Goyo

OTİSTİK BİR GENCİN AŞKI

Film, çok detaya inmeden insan ilişkilerine ayarında bir bakış açısı sunuyor. Aşk, sanat, samimiyeti bir araya getiren romantik dram türündeki bu ince ve dokunaklı filmi izleyin derim.

OrtaKoltuk Puanı:

 

Goyo”, ana renklerden olan sarı ile mavinin buluşmasından ortaya çıkan duyguların tuvale yansımasının filmi. Van Gogh, gökyüzündeki hareketliliği mavi rengin arasına sarıları serpiştirerek oluşturmamış mıydı? Filmdeki kahramanımız Goyo da Van Gogh hayranıdır ve onun kullandığı favori rengi sarı ile hayal kurar. Film karakterinin asıl ismi Gregoire olmasına rağmen ona Goyo denilmesinin sebebi ünlü İspanyol ressamı Goya’dan esinlenilmiş olsa gerek.

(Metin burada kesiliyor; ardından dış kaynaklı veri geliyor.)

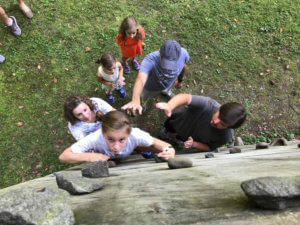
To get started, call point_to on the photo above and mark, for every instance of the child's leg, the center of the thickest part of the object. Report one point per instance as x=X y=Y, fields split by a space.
x=110 y=97
x=125 y=65
x=4 y=17
x=135 y=64
x=121 y=90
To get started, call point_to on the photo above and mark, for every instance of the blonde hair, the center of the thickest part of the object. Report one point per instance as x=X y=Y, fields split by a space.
x=114 y=120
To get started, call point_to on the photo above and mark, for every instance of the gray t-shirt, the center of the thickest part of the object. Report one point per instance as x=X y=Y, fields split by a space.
x=194 y=120
x=158 y=79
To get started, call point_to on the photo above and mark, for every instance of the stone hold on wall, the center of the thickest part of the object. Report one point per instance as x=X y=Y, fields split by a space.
x=235 y=150
x=209 y=155
x=179 y=162
x=279 y=142
x=95 y=169
x=238 y=142
x=34 y=207
x=273 y=192
x=76 y=184
x=262 y=145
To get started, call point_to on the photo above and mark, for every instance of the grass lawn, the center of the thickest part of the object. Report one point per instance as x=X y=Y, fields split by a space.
x=245 y=51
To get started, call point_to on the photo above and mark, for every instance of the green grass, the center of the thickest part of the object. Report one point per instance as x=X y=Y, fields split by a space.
x=231 y=43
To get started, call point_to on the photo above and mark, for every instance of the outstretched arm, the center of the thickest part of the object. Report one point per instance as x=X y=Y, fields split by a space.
x=135 y=103
x=176 y=101
x=69 y=157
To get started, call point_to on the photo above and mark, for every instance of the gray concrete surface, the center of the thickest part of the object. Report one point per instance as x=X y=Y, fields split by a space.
x=145 y=192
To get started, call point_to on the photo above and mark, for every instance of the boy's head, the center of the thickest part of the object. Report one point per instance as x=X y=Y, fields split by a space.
x=170 y=52
x=230 y=115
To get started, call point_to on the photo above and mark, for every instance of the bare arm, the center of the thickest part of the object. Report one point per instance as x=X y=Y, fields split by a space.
x=135 y=103
x=69 y=157
x=176 y=101
x=102 y=81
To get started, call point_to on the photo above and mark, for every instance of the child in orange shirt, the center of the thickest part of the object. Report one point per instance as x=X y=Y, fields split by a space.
x=130 y=40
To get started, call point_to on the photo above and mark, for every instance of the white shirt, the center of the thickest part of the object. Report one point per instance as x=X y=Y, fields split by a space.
x=81 y=129
x=96 y=141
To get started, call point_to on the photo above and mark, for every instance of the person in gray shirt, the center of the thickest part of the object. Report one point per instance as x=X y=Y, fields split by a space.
x=203 y=123
x=159 y=71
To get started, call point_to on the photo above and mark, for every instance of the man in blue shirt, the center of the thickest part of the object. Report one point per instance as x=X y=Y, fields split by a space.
x=159 y=71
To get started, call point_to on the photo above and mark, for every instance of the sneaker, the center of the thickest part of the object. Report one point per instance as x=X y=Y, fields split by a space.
x=126 y=67
x=168 y=94
x=110 y=98
x=122 y=92
x=2 y=59
x=135 y=64
x=15 y=29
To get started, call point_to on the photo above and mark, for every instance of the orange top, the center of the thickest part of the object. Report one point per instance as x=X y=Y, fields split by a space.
x=130 y=47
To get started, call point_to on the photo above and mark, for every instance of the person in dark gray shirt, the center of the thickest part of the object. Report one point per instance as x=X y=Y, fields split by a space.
x=203 y=124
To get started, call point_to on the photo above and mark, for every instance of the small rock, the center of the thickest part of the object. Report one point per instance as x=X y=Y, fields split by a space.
x=279 y=142
x=76 y=184
x=95 y=169
x=238 y=142
x=209 y=155
x=262 y=145
x=235 y=150
x=28 y=206
x=273 y=192
x=179 y=162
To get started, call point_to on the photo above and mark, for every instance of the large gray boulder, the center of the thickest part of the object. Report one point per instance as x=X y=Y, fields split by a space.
x=76 y=184
x=95 y=169
x=36 y=207
x=273 y=192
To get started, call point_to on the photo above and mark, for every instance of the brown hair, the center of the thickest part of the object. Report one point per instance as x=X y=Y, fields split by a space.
x=233 y=114
x=71 y=103
x=114 y=120
x=107 y=60
x=128 y=23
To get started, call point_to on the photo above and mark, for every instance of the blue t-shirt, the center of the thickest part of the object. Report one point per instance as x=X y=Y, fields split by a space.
x=158 y=79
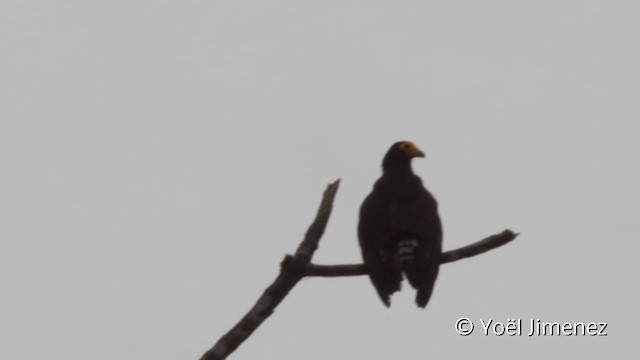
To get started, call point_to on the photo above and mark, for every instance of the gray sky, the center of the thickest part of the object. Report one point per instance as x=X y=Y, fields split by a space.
x=159 y=158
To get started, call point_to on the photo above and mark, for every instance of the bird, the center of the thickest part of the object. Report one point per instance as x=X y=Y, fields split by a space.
x=399 y=229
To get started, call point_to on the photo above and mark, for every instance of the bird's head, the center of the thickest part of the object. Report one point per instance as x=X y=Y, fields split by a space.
x=400 y=155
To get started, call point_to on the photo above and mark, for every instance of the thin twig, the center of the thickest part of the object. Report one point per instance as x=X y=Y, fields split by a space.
x=474 y=249
x=291 y=272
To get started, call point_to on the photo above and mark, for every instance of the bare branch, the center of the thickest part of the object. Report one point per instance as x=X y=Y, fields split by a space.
x=291 y=272
x=295 y=267
x=474 y=249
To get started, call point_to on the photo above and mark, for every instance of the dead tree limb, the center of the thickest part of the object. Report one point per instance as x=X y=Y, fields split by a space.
x=474 y=249
x=295 y=267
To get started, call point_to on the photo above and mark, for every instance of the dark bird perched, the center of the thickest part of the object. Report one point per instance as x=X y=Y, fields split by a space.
x=399 y=229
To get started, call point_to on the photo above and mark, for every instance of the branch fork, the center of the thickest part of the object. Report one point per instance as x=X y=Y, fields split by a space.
x=294 y=267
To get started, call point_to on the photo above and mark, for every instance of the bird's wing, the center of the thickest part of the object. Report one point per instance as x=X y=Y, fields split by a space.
x=419 y=220
x=378 y=251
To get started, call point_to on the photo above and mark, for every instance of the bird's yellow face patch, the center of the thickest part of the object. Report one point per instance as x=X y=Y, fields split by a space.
x=410 y=149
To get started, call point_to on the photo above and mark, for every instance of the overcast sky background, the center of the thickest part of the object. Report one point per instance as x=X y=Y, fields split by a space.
x=159 y=158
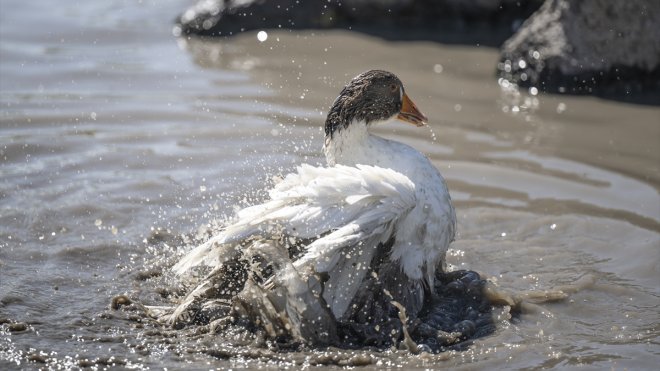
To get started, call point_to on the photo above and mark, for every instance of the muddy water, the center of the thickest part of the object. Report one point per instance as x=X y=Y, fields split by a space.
x=113 y=134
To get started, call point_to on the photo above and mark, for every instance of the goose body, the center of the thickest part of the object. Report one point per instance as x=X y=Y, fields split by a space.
x=379 y=206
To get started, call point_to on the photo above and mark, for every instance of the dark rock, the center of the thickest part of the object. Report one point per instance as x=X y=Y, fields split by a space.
x=603 y=47
x=396 y=19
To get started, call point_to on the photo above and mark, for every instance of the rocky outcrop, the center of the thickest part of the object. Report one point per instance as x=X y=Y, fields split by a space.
x=388 y=18
x=598 y=47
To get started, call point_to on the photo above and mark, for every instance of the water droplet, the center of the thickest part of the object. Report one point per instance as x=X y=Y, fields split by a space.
x=561 y=107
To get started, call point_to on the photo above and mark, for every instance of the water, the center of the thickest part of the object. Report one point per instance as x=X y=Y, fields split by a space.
x=113 y=134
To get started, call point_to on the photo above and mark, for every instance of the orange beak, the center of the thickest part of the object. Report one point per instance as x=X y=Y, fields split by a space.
x=410 y=114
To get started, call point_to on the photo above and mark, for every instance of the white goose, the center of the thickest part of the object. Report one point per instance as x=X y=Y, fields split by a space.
x=374 y=193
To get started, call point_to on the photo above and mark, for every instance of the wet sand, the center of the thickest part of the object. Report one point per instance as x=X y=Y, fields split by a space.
x=112 y=131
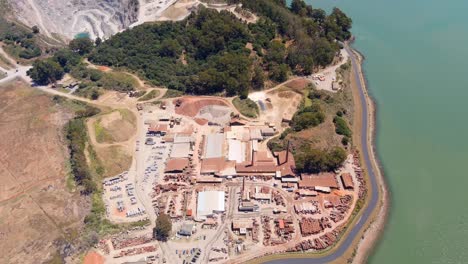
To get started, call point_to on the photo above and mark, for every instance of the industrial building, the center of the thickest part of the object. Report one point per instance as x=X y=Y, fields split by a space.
x=210 y=202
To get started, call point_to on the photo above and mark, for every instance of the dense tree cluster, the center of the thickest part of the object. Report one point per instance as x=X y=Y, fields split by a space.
x=163 y=227
x=315 y=160
x=77 y=136
x=53 y=69
x=20 y=38
x=314 y=33
x=207 y=53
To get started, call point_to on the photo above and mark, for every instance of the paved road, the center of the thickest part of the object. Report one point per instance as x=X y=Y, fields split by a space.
x=373 y=199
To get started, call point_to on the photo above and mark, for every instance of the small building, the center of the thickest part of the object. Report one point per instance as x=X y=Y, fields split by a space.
x=209 y=179
x=186 y=230
x=242 y=225
x=237 y=122
x=319 y=182
x=268 y=132
x=177 y=165
x=189 y=213
x=248 y=207
x=149 y=141
x=347 y=181
x=255 y=134
x=180 y=150
x=214 y=145
x=165 y=118
x=158 y=129
x=210 y=202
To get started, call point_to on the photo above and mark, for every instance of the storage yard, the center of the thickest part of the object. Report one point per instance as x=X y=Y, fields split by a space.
x=226 y=193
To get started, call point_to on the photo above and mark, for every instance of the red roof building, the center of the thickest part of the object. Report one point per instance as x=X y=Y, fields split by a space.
x=310 y=181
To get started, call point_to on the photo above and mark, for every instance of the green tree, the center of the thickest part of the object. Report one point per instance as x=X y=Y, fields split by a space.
x=98 y=41
x=279 y=73
x=35 y=29
x=276 y=52
x=258 y=78
x=297 y=6
x=45 y=72
x=81 y=46
x=163 y=227
x=341 y=127
x=67 y=59
x=170 y=48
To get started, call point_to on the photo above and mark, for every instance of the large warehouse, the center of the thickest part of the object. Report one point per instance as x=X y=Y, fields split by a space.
x=210 y=202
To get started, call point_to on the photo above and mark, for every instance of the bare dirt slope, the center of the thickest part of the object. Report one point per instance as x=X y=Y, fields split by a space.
x=37 y=212
x=101 y=18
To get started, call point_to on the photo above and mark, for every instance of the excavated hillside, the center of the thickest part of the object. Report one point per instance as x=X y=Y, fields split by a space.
x=99 y=18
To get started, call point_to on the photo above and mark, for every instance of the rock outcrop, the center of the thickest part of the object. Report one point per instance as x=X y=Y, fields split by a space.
x=99 y=18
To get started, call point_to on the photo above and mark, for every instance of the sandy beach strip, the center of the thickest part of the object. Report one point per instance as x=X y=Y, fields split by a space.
x=375 y=228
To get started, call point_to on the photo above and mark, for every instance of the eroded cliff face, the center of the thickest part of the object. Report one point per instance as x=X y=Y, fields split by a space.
x=100 y=18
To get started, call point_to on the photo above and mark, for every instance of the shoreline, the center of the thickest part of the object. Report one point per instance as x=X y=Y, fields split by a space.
x=368 y=237
x=373 y=233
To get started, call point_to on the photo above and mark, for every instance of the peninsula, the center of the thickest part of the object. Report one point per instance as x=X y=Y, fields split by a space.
x=238 y=132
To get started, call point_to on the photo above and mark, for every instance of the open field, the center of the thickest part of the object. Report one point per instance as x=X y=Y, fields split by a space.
x=38 y=213
x=117 y=126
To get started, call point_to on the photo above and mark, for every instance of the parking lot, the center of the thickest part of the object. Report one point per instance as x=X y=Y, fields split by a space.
x=120 y=200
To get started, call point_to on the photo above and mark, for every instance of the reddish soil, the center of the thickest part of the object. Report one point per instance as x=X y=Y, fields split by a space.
x=93 y=258
x=104 y=68
x=201 y=121
x=37 y=210
x=191 y=106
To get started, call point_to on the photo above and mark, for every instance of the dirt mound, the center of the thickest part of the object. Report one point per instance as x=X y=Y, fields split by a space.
x=201 y=121
x=191 y=106
x=36 y=208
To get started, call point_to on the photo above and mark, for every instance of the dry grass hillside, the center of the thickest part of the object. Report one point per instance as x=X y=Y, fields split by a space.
x=38 y=213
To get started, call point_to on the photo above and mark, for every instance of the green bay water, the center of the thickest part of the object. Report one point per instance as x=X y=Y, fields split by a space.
x=417 y=71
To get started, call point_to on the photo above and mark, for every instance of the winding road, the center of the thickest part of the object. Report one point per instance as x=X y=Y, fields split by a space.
x=372 y=200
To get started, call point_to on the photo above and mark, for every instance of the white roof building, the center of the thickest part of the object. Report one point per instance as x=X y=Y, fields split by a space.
x=236 y=150
x=214 y=144
x=180 y=150
x=210 y=202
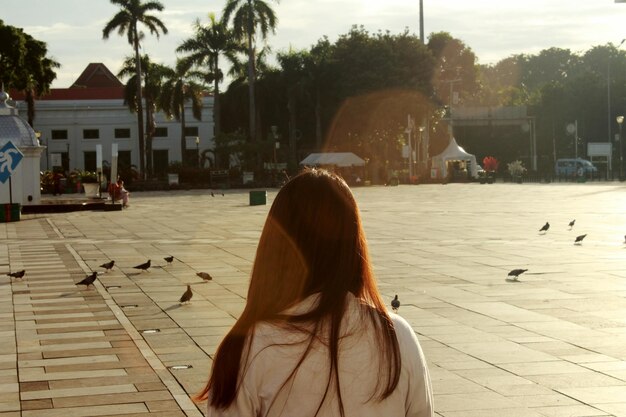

Ben de filmin bir şekilde Goya ile ilintisi olacağını düşünerek izlemeye karar vermiştim. Goya’yı beklerken Van Gogh hayranı otistik bir genç ile karşılaşmak sürpriz oldu… Güzel bir sürpriz oldu. Arjantin yapımı olan filmin hem yönetmenliğini hem senaristliğini Marcos carnevale üstlenmiş. Tertemiz bir film yapmış, ayrıntısı olan ama fazlalığı olmayan, sımsıcak, insanı içini ısıtan ve gülümseyerek izlenilen bir film. Goya’yı canlandıran Nicolas Furtado’nun oyunculuğu da filmin promosyonu olmuş. Yakışıklı bir genç olmasına rağmen otistik bir adamı abartısız ve gayet doğal bir şekilde canlandırmış. Yağmur Adam filmini sevenler rahatlıkla ekran başına geçebilirler…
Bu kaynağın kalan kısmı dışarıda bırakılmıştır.